Who exactly do developers Bizarre Creations see as the perfect audience for Blur? If you consider yourself a car nerd then most likely you’ll want one of the many, many games which features licensed vehicles to have at least some handling and performance similarities with their real-life counterparts.
If you’re a fan of kart games or weapon-based arcade racers then chances are you’re expecting hoverships or balloon-headed monkey drivers. Ideally, hoverships driven by balloon-headed monkeys. Blur has combined Mario Kart and Wipeout’s gameplay with Project Gotham’s eclectic taste in cars and (seeing Land Rovers racing competi-tively with rusted VW Beetles and Nissan 350Zs), and has you firing plasma balls and triggering energy waves. It leaves a peculiar taste.
Are we making too much of a snap judgement here?

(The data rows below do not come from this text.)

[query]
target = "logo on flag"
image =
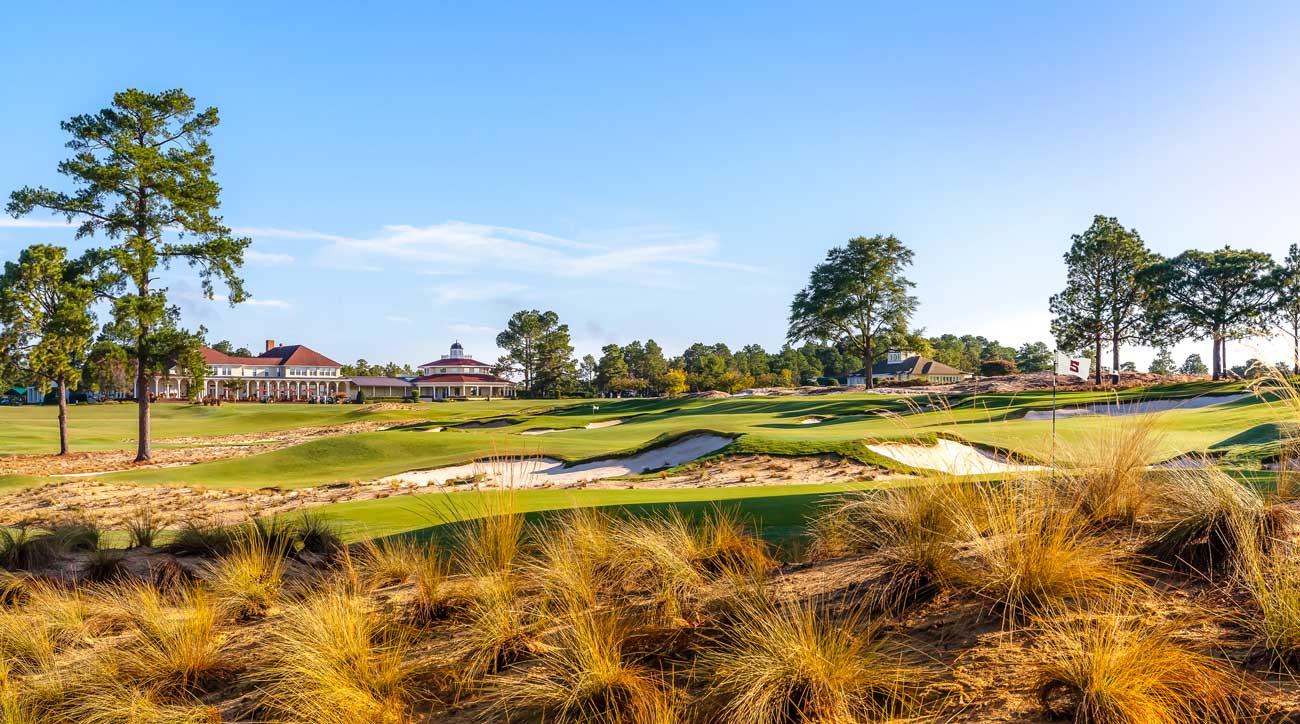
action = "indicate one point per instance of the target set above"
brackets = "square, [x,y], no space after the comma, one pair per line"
[1073,365]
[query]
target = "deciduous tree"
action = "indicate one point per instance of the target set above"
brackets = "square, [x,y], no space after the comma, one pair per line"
[46,325]
[143,177]
[858,294]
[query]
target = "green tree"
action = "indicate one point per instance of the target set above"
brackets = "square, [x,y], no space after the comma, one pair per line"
[856,295]
[1194,365]
[1162,363]
[528,334]
[611,371]
[1286,312]
[1217,295]
[46,325]
[143,177]
[1103,300]
[1034,356]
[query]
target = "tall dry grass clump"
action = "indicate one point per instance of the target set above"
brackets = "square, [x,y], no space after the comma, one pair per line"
[174,644]
[1123,667]
[1025,549]
[247,581]
[1105,471]
[911,529]
[337,662]
[389,562]
[585,677]
[794,663]
[1273,582]
[1207,521]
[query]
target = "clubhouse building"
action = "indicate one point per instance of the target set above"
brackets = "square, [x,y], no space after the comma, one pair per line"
[901,365]
[282,373]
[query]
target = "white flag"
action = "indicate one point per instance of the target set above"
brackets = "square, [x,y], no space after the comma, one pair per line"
[1073,365]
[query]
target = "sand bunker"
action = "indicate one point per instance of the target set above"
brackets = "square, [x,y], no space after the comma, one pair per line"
[545,472]
[1144,407]
[949,456]
[588,426]
[485,425]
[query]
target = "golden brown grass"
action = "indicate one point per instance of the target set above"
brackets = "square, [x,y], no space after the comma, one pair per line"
[334,660]
[585,677]
[174,644]
[1025,549]
[389,562]
[793,663]
[1123,667]
[1207,521]
[247,581]
[1105,471]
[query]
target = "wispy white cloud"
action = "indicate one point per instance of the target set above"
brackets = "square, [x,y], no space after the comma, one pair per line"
[472,329]
[475,291]
[267,259]
[460,247]
[269,303]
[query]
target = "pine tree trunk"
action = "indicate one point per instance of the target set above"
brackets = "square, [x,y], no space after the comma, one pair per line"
[1096,373]
[63,416]
[1214,358]
[143,450]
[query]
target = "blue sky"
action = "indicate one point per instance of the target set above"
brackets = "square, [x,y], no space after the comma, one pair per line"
[414,174]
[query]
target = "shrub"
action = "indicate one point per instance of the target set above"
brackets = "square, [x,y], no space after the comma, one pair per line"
[199,538]
[336,662]
[797,664]
[143,528]
[76,536]
[996,368]
[25,547]
[247,581]
[317,536]
[1123,667]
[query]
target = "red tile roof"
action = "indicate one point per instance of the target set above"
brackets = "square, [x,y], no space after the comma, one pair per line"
[455,362]
[282,355]
[458,377]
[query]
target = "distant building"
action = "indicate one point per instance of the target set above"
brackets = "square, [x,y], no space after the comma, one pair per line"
[459,377]
[901,365]
[284,372]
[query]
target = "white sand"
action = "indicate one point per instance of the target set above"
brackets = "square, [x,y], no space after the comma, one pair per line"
[537,472]
[949,456]
[1144,407]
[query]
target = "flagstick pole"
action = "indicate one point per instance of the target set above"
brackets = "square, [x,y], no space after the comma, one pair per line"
[1056,363]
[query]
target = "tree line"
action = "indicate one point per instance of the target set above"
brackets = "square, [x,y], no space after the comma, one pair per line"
[141,177]
[1121,293]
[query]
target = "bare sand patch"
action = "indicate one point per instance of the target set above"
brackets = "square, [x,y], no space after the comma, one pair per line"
[1142,407]
[112,504]
[949,456]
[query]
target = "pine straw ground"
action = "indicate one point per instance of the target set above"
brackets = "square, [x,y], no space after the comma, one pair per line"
[1109,594]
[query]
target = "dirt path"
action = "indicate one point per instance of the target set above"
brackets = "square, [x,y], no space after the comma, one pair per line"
[198,450]
[111,504]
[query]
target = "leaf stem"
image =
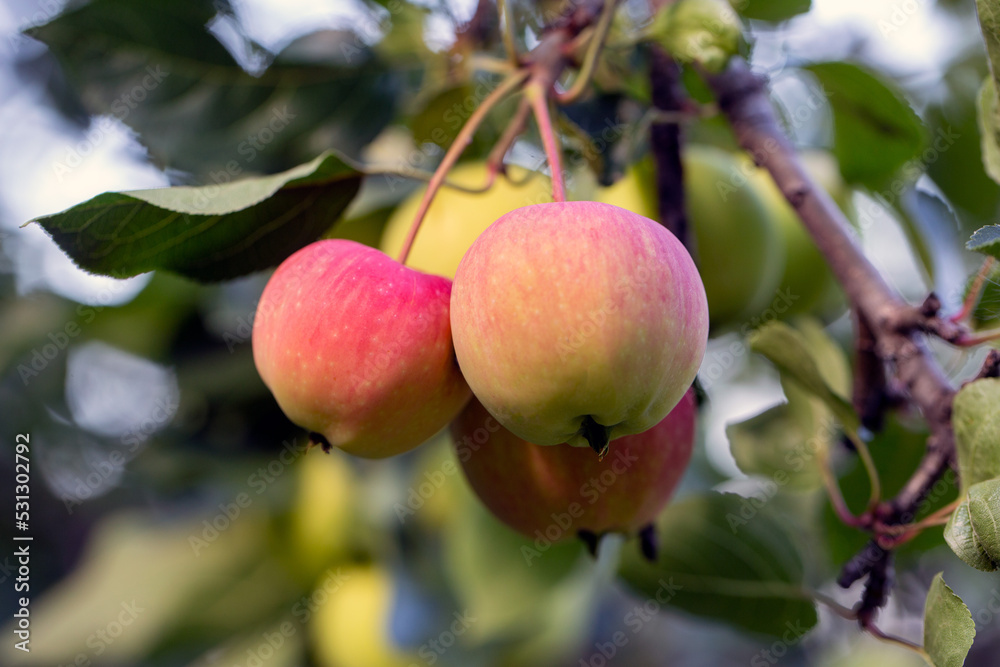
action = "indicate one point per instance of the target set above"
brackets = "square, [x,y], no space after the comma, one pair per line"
[874,631]
[494,161]
[586,72]
[866,459]
[972,298]
[507,30]
[833,491]
[463,139]
[535,92]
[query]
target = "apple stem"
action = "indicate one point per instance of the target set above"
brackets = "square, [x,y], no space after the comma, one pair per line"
[649,542]
[536,94]
[463,139]
[590,539]
[597,435]
[318,439]
[507,30]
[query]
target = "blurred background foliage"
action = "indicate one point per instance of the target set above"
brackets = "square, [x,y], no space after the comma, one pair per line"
[178,517]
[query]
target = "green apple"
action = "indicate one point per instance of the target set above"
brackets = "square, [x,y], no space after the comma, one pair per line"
[740,250]
[357,348]
[456,218]
[577,322]
[554,492]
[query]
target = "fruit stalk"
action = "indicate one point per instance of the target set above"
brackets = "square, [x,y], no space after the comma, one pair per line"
[464,138]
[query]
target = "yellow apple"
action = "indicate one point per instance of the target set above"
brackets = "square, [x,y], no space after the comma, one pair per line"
[350,625]
[456,218]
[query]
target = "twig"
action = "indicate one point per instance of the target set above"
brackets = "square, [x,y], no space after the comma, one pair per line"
[975,291]
[666,140]
[869,390]
[991,366]
[507,30]
[586,72]
[896,327]
[463,139]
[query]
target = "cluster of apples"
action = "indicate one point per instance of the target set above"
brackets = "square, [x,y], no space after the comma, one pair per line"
[566,326]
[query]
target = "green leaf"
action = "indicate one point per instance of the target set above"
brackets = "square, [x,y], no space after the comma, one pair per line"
[976,420]
[773,444]
[789,351]
[211,232]
[869,111]
[948,626]
[771,10]
[510,583]
[989,128]
[963,541]
[986,240]
[154,66]
[984,516]
[723,557]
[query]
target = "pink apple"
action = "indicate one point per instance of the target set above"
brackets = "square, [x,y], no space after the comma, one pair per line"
[357,348]
[559,490]
[578,322]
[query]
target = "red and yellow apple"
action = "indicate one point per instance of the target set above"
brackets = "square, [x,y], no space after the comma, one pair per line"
[739,247]
[578,322]
[357,348]
[536,489]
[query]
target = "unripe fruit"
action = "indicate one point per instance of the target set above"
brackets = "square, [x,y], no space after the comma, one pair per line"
[578,321]
[739,248]
[357,348]
[565,489]
[456,218]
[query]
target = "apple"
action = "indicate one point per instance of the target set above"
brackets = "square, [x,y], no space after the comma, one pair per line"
[357,348]
[456,218]
[562,489]
[351,624]
[578,322]
[739,248]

Are we getting all intolerant in our old age? After all, Project Gotham was hardly a simulator and Blur harks back (somewhat unfashionably) to the likes of Need for Speed: Underground and Midnight Club 2 – two titles that embraced reality only lightly. The Midnight Club series especially has long mixed real cars with power-ups and online play.
Although Blur will be primarily played as an online title, it also has a substantial single-player component. In this mode, your ultimate aim is to defeat nine rivals, whom you are allowed to compete against in one-on-one races after completing a set amount of races and meeting some of their specific objectives (such as wrecking X amount of cars or landing X number of power-ups).
Beat them and you’ll be rewarded with their special ride and a power-up ‘mod’ (such as extra Bolt ammo or a stronger shield) to use in future races. In addition to straight-up races, you’ll also get to take part in beat-the-clock Checkpoint races and a mode called Destruction where you must take down as much traffic as possible using your Bolt attack before the time runs out.